To test the system for this application, PacBio scientists pooled two DNA constructs that differed in a single base position in different ratios and sequenced them. They were able to accurately reproduce the ratios in which the samples were mixed.

“Even in this system, which is a far cry from what we will be shipping in over a year, suggests that we will be able to reliably detect minor fractions of less than 1 percent,” Turner said.

The company has 12 prototype instruments operating today, some in production and others for development efforts.

These prototypes currently have 3,000 zero-mode waveguides. Turner declined to reveal how many reads the commercial system will produce in parallel, saying that this number has yet to be determined and will be announced “in due course.”

“We are on track for delivery in the second half of 2010 of an instrument that will make these prototypes look like toys,” he said.

“I think they have made a lot of progress,” Chad Nusbaum, co-director of the Broad Institute’s genome sequence and analysis program, told In Sequence last week. “It’s a very nimble machine.
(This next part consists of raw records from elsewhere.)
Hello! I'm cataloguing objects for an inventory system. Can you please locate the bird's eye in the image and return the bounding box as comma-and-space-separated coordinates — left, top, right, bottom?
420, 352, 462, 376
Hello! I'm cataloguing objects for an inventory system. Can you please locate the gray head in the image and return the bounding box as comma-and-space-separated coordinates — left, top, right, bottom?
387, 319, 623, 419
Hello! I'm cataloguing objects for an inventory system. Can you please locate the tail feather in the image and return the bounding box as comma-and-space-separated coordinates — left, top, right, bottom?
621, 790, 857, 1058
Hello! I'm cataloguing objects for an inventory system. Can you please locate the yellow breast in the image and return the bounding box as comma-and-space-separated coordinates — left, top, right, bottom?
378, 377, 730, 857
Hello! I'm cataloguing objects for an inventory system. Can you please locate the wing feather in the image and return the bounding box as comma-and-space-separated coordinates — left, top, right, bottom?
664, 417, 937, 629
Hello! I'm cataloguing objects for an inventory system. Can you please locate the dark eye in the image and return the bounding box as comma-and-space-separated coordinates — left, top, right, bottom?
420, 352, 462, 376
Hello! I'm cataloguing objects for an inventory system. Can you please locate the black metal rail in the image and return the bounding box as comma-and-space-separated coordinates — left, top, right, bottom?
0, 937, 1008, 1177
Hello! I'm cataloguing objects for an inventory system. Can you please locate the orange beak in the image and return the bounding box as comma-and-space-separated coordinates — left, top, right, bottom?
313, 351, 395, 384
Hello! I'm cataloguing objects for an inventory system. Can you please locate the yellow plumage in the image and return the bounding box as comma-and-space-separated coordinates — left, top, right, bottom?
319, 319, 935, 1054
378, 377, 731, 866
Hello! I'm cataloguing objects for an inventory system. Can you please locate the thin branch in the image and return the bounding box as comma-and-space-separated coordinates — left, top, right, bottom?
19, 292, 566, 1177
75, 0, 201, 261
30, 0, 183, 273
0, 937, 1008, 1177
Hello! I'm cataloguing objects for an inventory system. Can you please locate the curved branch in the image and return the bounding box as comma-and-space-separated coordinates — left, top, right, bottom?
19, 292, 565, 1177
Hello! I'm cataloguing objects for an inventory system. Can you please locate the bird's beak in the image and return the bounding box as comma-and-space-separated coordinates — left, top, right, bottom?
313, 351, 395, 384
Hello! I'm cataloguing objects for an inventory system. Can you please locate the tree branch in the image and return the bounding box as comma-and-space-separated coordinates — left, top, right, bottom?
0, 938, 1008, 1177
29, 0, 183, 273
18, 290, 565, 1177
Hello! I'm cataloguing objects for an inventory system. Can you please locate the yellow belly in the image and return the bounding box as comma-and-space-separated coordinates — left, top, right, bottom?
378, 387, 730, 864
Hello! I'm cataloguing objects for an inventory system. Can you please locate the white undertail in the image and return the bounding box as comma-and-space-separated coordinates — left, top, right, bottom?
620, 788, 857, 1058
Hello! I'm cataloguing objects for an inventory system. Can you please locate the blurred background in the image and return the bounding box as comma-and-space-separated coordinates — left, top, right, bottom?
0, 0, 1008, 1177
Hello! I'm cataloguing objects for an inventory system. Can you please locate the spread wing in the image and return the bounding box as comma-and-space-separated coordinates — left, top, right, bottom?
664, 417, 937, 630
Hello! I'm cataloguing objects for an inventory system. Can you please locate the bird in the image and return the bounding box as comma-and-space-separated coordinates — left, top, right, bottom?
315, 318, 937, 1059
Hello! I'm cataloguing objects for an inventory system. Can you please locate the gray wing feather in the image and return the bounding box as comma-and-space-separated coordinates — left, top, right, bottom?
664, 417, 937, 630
It takes an hour to run the thing, which is fantastic for development cycles.”

Nusbaum also finds the long reads the system offers appealing. “I’m sort of an old-school genome sequencer — long reads are extraordinarily appealing for so many reasons,” he said.

However, PacBio will need to stay ahead of the established players if it wants to be successful, he cautioned. “They have to be able to beat what Illumina is doing substantially on the day of their launch if they want to get in the game, and they have to continue to stay ahead.”

In agreement was George Grills, director of operations of core facilities at the life sciences core laboratories center at Cornell University, from which PacBio spun off originally. “Since last year’s [AGBT] meeting, there have been some really major developments just in their public disclosure,” he said.

“They are asking the right questions,” he added. “The real thing is going to be, ‘How well do they actually implement answer those questions?”

He said it will be interesting to see what choices PacBio will make in terms of density, robustness of the instrument, technical support, and total cost for customers, including service contracts.

“It’s not surprising that they don’t have the answers yet; they are still in that development phase,” Grills said. “But I have liked what I hear in terms of their presentations, I like what I hear when I talk to them directly, … and I would like to have one of their toys.”